Politisi Partai Amanat Nasional (PAN) ini mengaku tidak alergi dengan investasi. Tapi utamakan keselamatan warga dan tetap memperhatikan estetika kota. “Banyak masyarakat melaporkan kepada kami terhadap keberadaan kabel, kepedulian provider sangat lemah, pemerintahan harus bersikap dengan melahirkan regulasi untuk mengatur itu, malu kalau ada orang luar kota datang ke Banda Aceh kabelnya semrawut,” lanjutnya.

Qanun ini dianggap penting untuk memberikan kepastian hukum dalam pengelolaan jaringan utilitas, serta memberikan dampak positif bagi masyarakat.

Musriadi berharap qanun ini dapat menjadi dasar hukum untuk menata jaringan utilitas yang selama ini terkesan semrawut, terutama kabel-kabel yang berseliweran.

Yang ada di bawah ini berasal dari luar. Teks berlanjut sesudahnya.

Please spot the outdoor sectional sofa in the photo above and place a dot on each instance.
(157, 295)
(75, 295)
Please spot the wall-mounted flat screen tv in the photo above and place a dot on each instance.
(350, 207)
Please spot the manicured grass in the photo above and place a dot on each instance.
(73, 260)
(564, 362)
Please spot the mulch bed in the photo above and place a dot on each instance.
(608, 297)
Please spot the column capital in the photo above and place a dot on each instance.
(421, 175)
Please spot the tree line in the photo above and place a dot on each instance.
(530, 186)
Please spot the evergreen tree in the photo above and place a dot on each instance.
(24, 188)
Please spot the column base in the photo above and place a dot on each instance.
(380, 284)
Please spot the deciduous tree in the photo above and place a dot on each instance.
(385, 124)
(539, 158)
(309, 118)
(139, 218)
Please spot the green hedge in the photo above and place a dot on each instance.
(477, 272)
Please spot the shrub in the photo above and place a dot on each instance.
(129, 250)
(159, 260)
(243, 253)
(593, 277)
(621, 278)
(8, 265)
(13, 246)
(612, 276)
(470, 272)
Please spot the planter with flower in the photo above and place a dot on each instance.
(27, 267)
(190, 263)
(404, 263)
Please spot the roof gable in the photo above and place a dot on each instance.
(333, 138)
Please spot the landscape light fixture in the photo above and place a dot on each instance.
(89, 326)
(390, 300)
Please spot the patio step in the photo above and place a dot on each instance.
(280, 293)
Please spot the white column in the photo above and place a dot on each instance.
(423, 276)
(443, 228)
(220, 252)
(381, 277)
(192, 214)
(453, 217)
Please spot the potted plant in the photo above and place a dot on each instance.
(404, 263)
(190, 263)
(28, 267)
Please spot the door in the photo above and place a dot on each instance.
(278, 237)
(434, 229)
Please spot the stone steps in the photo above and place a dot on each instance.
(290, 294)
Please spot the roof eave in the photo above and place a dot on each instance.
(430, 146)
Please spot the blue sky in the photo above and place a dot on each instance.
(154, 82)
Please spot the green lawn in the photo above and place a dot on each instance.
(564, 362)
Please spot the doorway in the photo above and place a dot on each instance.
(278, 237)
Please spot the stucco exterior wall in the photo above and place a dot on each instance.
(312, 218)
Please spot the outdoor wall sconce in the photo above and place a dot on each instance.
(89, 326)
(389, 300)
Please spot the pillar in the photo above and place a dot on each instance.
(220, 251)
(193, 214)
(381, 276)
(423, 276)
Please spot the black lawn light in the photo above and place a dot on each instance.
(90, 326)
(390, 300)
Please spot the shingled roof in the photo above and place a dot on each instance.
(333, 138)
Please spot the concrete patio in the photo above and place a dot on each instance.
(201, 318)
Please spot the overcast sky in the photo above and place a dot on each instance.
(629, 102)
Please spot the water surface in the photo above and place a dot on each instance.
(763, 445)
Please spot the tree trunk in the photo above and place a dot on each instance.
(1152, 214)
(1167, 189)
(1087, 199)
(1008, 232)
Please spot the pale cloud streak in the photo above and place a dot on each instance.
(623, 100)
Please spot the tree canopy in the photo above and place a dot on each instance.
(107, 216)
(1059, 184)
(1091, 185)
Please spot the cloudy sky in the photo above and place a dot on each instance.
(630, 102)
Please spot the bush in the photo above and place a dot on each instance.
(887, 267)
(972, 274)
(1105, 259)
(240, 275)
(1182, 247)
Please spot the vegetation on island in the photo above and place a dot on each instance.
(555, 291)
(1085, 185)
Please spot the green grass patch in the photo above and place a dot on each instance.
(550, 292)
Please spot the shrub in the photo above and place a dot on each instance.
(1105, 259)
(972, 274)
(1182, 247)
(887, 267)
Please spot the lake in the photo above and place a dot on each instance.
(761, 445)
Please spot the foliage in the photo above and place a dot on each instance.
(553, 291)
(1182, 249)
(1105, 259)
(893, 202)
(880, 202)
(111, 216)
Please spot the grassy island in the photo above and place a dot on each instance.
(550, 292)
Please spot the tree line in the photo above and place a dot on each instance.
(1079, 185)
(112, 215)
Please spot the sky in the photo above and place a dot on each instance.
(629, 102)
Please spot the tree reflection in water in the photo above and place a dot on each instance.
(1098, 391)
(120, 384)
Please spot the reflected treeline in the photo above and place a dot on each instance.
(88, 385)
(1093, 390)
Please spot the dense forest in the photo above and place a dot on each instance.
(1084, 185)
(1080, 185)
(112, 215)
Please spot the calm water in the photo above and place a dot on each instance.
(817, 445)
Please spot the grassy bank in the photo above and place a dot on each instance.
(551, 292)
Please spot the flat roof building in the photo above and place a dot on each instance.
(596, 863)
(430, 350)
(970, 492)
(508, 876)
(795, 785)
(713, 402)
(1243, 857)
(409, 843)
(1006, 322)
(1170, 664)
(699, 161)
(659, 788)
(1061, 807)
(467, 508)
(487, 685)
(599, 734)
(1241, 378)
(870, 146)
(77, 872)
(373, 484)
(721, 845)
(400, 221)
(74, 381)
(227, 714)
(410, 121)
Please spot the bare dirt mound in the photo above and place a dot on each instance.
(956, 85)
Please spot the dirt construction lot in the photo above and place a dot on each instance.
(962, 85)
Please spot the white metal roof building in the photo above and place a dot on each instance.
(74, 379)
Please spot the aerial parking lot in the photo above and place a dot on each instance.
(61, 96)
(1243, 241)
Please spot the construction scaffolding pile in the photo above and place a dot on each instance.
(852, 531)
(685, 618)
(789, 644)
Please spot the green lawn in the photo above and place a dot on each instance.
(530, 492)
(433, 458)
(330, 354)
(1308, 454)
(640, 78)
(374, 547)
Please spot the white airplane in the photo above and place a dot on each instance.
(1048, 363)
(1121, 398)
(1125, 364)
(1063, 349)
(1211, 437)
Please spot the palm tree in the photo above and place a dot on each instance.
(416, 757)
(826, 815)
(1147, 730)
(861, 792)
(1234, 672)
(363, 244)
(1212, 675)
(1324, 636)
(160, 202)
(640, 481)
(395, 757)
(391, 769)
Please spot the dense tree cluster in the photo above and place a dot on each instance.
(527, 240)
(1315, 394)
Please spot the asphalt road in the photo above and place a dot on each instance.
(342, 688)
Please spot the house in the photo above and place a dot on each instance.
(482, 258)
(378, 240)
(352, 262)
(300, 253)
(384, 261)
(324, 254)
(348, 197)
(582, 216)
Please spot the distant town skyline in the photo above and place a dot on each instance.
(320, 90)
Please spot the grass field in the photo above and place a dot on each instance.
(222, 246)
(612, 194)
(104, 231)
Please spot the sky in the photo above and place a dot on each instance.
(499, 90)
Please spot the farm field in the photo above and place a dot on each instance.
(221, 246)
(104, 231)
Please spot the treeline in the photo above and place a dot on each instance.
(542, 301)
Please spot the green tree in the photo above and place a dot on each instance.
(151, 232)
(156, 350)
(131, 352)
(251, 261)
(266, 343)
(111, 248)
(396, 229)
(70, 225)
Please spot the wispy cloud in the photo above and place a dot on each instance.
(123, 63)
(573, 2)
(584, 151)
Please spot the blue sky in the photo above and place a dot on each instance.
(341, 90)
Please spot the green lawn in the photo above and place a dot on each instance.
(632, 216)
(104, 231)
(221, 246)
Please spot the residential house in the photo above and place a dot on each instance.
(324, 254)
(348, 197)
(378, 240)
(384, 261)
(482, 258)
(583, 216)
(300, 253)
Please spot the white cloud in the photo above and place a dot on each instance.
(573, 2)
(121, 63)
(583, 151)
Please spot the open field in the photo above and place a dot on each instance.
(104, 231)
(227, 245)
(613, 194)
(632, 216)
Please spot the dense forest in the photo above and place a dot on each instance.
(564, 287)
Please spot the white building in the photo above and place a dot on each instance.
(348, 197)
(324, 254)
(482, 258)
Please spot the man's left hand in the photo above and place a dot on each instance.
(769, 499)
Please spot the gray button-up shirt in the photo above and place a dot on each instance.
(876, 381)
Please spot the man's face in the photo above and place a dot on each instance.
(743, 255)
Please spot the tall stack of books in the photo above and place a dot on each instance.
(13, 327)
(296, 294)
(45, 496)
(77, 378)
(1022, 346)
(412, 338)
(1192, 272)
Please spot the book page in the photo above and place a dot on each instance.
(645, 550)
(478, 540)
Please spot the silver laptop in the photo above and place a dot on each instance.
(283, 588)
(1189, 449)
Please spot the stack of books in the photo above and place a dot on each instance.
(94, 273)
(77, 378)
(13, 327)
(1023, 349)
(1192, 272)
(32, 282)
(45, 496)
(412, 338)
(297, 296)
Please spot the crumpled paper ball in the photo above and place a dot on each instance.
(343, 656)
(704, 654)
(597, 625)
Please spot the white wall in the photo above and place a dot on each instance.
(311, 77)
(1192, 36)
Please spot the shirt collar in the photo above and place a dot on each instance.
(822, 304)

Dengan adanya regulasi ini, Wakil Ketua DPRK ini berharap provider jaringan internet dapat berkontribusi terhadap Pendapatan Asli Daerah (PAD) Banda Aceh. “Sampai saat ini di banyak tiang jaringan internet di Kota Banda Aceh yang berdiri tanpa izin pemerintah, tentu keberadaannya tidak menyumbang PAD untuk daerah,” demikian Musriadi.(Mar/*)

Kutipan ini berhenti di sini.